- Born: Peter Kan Mui April 29, 1953 Oklahoma City, Oklahoma, U.S.
- Died: August 18, 2009 (aged 56)
- Education: Trinity University
- Occupation: Fashion designer;
- Years active: 1985–2009
- Spouse: Teresa Carpio ​ ​(m. 1979; div. 1993)​;
- Children: T.V. Carpio

= Peter Mui =

Chinese-American fashion designer

Peter Kan Mui (April 29, 1953 – August 18, 2009) was a Chinese-American fashion designer. He was known most for his brand YellowMan, which was a successful high-end tattoo clothing brand. The last recorded revenue for the brand was $12 million in 2008. Mui was also a country musician on the side. He was the husband of singer Teresa Carpio and the father of actress and singer T.V. Carpio.

On August 18, 2009, Mui died after experiencing a heart failure. He was 56 years old.

== Early life ==
Peter Kan Mui was born on April 29, 1953 in Oklahoma City, Oklahoma to Chinese immigrants. His father was an economics professor at Oklahoma City University. He graduated from Trinity University with a Bachelor of Arts degree.

==Career==
Mui began his career trading porcelain from the Ming dynasty and jewelry and importing and exporting furniture after moving to China. His career as a fashion designer was jump-started after Bonwit Teller, a luxury department store, purchased five of his silk blouses that he had designed. Henri Bendel, Saks Fifth Avenue, and Neiman Marcus also purchased from him soon after.

In 1985, Mui purchased Pink & Dianne, a handbag brand, and began his own brand P.K. Mui, which was a sportswear collection. While staying at the Peninsula Hong Kong, he met Benson Tung, a tailor at Ascot Chang. In 1986, the two then co-founded, Mui co-founded Tungtex Holdings Co., a Hong Kong-based garment maker which made clothing for retailers such as Banana Republic, Ann Taylor, and Talbots. Mui also served as the president of Yellow River Inc., which was the U.S. subsidiary of Tungtex in New York. Yellow River's clients included Nordstrom and Macy's.

Around 2004 to 2005 Mui took out mortgages on all three of his homes in order to launch his brand YellowMan, a high-end tattoo clothing line with the idea of "combining wearable art with Asian empowerment." He named the brand after a racial slur that he was called during his childhood. For his brand he traveled the world looking for the best tattoo artists he could find to make the designs for his clothing. Mui found 10 of the best and devised a way to transfer an art traditionally done on skin onto clothing. The shirts, adorned with tattoo designs ranging from Maori tribal to American traditional, have become what Mui calls "wearable art," and the number of artists he used grew to 75. Mui said of his line: "I look at my [pieces of clothing] as being collectibles." Peter Mui later launched three other clothing brands: Misplaced Cowboy, designer jeans with tattoo art stitching; Mui Mui, Hawaiian-inspired shirts; and Samurai Surfer, casual shirts .
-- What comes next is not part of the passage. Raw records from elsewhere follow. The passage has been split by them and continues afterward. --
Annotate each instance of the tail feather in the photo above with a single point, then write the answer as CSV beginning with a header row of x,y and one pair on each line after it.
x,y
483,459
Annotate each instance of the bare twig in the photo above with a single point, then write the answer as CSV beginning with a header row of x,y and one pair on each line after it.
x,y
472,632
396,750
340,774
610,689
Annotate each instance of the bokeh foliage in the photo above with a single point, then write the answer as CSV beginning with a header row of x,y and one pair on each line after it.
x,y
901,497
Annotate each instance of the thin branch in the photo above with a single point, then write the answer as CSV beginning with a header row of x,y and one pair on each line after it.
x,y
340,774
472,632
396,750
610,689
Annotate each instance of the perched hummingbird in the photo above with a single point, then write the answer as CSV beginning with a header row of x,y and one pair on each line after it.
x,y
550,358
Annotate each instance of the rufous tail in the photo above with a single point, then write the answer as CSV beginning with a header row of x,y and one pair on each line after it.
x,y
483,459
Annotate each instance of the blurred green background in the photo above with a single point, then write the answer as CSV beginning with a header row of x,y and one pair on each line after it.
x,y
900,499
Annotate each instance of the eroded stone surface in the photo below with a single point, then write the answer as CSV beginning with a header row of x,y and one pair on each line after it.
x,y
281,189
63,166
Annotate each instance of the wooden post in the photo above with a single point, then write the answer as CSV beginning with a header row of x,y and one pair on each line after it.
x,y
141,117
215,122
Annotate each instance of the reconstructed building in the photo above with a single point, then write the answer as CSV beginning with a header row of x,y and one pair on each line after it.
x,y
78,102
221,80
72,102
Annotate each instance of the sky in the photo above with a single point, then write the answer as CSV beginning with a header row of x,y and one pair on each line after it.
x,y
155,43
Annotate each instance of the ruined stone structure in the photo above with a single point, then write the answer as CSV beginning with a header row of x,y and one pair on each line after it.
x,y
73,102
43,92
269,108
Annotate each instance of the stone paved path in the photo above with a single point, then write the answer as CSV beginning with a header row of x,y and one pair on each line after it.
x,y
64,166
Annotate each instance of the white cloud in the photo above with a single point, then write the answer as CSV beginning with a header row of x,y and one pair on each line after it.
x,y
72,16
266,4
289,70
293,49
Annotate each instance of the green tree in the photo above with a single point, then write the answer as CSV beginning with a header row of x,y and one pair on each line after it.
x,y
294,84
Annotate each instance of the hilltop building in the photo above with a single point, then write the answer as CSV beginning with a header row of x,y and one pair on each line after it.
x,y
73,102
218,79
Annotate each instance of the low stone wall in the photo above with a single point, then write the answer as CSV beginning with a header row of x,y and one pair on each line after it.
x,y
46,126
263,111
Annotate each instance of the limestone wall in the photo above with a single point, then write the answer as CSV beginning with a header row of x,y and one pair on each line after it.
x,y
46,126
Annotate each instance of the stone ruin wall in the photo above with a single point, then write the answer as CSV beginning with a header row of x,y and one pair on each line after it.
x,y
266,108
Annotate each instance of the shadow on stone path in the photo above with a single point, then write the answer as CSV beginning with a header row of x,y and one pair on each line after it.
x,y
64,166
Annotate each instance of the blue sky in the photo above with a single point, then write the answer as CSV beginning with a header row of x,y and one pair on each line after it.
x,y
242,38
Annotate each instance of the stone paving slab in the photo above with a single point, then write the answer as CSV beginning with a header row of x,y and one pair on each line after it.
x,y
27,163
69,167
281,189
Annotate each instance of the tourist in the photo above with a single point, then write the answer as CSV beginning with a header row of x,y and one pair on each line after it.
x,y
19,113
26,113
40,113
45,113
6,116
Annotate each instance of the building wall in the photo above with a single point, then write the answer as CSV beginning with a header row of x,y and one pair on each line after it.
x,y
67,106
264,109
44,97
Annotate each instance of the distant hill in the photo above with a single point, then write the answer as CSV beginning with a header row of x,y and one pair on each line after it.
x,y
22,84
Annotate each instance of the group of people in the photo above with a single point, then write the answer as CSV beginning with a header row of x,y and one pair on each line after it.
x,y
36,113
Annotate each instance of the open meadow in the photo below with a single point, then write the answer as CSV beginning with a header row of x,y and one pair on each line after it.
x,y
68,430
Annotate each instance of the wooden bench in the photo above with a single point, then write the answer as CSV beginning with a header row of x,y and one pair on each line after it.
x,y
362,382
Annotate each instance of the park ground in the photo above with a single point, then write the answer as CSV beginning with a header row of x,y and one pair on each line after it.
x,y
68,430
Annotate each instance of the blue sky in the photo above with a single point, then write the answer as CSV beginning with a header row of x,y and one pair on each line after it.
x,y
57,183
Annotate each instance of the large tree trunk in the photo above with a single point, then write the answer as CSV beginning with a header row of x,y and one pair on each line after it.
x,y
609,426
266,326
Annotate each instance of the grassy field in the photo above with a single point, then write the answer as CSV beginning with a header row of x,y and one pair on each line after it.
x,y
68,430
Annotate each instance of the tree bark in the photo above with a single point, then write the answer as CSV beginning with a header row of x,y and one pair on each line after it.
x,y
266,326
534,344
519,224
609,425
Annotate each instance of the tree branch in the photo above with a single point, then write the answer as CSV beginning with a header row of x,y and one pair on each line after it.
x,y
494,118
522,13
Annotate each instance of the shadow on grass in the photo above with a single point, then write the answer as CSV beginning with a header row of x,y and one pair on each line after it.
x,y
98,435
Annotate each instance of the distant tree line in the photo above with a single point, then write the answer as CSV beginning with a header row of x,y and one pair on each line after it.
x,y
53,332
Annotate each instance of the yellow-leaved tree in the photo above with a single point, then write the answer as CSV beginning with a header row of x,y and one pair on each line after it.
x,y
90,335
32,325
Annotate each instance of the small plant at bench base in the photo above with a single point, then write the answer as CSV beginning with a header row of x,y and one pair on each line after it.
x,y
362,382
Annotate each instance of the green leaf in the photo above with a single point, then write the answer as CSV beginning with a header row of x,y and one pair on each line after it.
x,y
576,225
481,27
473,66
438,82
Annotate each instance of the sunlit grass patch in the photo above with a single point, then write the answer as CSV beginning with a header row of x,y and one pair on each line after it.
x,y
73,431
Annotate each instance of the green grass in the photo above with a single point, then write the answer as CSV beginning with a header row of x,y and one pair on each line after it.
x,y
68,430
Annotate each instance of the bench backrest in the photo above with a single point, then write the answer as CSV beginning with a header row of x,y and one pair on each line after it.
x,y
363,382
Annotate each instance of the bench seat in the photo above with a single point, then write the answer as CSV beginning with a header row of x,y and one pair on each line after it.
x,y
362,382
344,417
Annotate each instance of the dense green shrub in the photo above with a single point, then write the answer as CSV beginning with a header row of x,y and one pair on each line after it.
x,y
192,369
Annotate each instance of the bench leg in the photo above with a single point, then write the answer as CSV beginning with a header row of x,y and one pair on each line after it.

Mui's tattoo clothing has been featured in top magazines, including pictorials with model Lucia Dvorská in the 2009 Sports Illustrated Swimsuit Issue. In addition to producing clothing for his own brands, Peter Mui developed signature tattoo clothing lines for Athleta and Harley-Davidson, and has produced special edition tattoo clothing collections for Marvel and Disney's Pirates of the Caribbean. The last recorded revenue amount for his company was $12 million.

Peter Mui was also a country musician on the side and expressed his pride in his Oklahoma upbringing through his country music. Mui produced multiple tracks under the name Misplaced Cowboy. He also appeared as an extra in Across the Universe (2007), a film his daughter, T.V. Carpio, starred in.

==Personal life==
In 1976, while exploring China, he met singer Teresa Carpio while she was performing at a night club and the two began dating. In 1979 the two married. In 1981, they had one daughter together, actress and singer T.V. Carpio. The couple split in 1983 but did not officially divorce until 1993.

== Death ==
On August 18, 2009, at the age of 56 years old, Mui died after experiencing a heart failure. He was 56 years old. He left behind a large tattoo art collection as he was a big collector.